Saturday, July 12, 2008

o post que pode virar qualquer coisa, desde uma tartaruga até uma orquídea - (originalmente escrito em 25 de junho)

hoje foi um dia longo. fui à aula de espanhol, voltei para casa, reunião do projeto de cinema, aparentemente nada demais. mas nossa, dentro de minha cabecinha aconteceu tanta coisa. o turning point do dia foram as horinhas em casa no meio da tarde. estava com um daqueles apertos no peito, uma mistura de tudo. foi quando num impulso, abri um arquivo em pdf. do livro de contos "dentes guardados" do daniel galera que tinha baixado há muito tempo. e aí eu entendi tudinho.

li esse livro aos 16 anos, emprestado da marina poema. lembrei que, na época, copiei um trecho no meu caderno. não me recordava exatamente do trecho, apenas sabia o título do conto, mas o reconheci rapidamente:

"A vida é uma queda, e a vertigem é o melhor de qualquer queda. Quem sabe a vertigem de uma vida é essa sucessão incontrolada de desejos, medos, anseios e alegrias e toda espécie de sentimentos que, deslumbrados, nos esforçamos em entender e controlar? Mas por mais que controlemos a nossa queda, ela sempre resultará no mesmo encerramento fatídico: nos esborrachamos lá embaixo. Logo, por que não encarar nosso fim, inclinando a cabeça para baixo, fitando corajosamente o abismo que se revela, fazendo de nossa vertigem algo intenso, válido, perturbador? Por que não fazer da morte a obra-prima da vida, o desfecho glorioso de um livro complicado e difícil de entender, mas que contudo nos leva ao riso e ao choro, à dor e ao gozo, à paz e ao desespero?" p.22

sei que se eu tivesse lido esse trecho pela primeira vez agora, não iria gostar tanto. acho que depois de já ter sofrido de uma forma que aos 16 anos não conseguiria materializar, hoje talvez eu prefira algo mais "lost in translation", se é que vocês me entendem. mas nossa, ainda bem que eu li, é incrível o quanto essas experiências dos 16 anos me afetaram profundamente para sempre. mesmo sem saber direito o que eu quero ser, sei o que eu não quero, desde cedo eu sempre soube e isso já me parece o bastante. ainda que difíceis, algumas decisões parecem certas de serem tomadas.
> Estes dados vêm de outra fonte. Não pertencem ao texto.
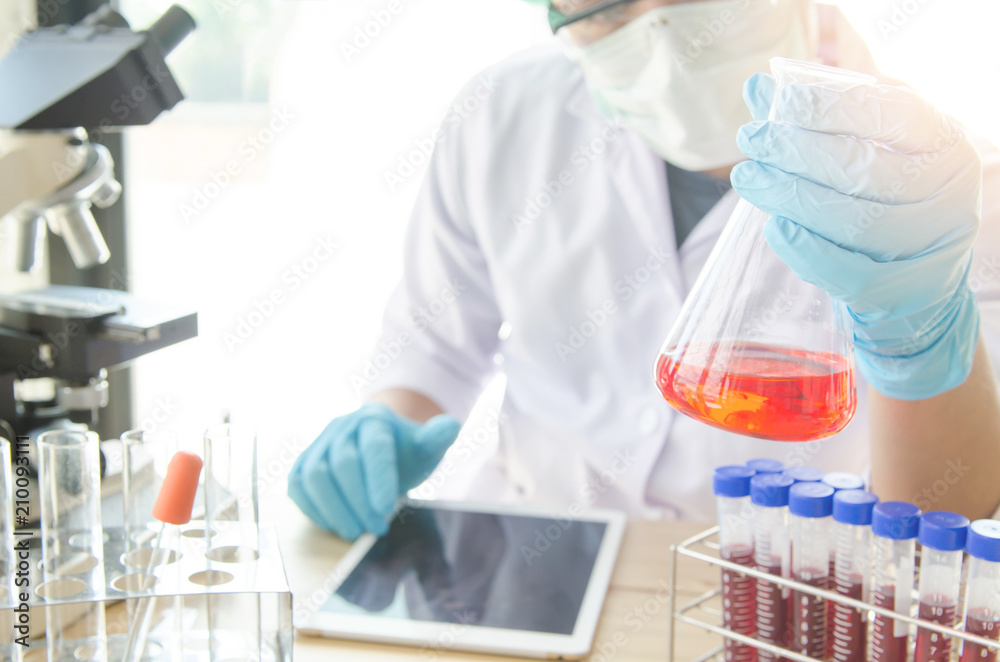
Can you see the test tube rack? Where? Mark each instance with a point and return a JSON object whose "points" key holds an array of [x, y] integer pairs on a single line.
{"points": [[207, 597], [704, 611]]}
quero ser diretora de arte em hollywood, garçonete na europa, professora universitária no brasil ou não ter emprego nenhum e só morar da maneira mais bonita em atibaia. mas tudo isso não importa, posso me transformar em uma tartaruga ou em uma orquídea e vai estar tudo bem. porque depois de ter um glimpse do que a vida pode ser, você não quer nada que se situe abaixo disso e não há outra possibilidade que não seja sentir a vertigem. e não é por isso mesmo que quando senti o aperto, eu intuitivamente sabia que era isso o que precisava ler?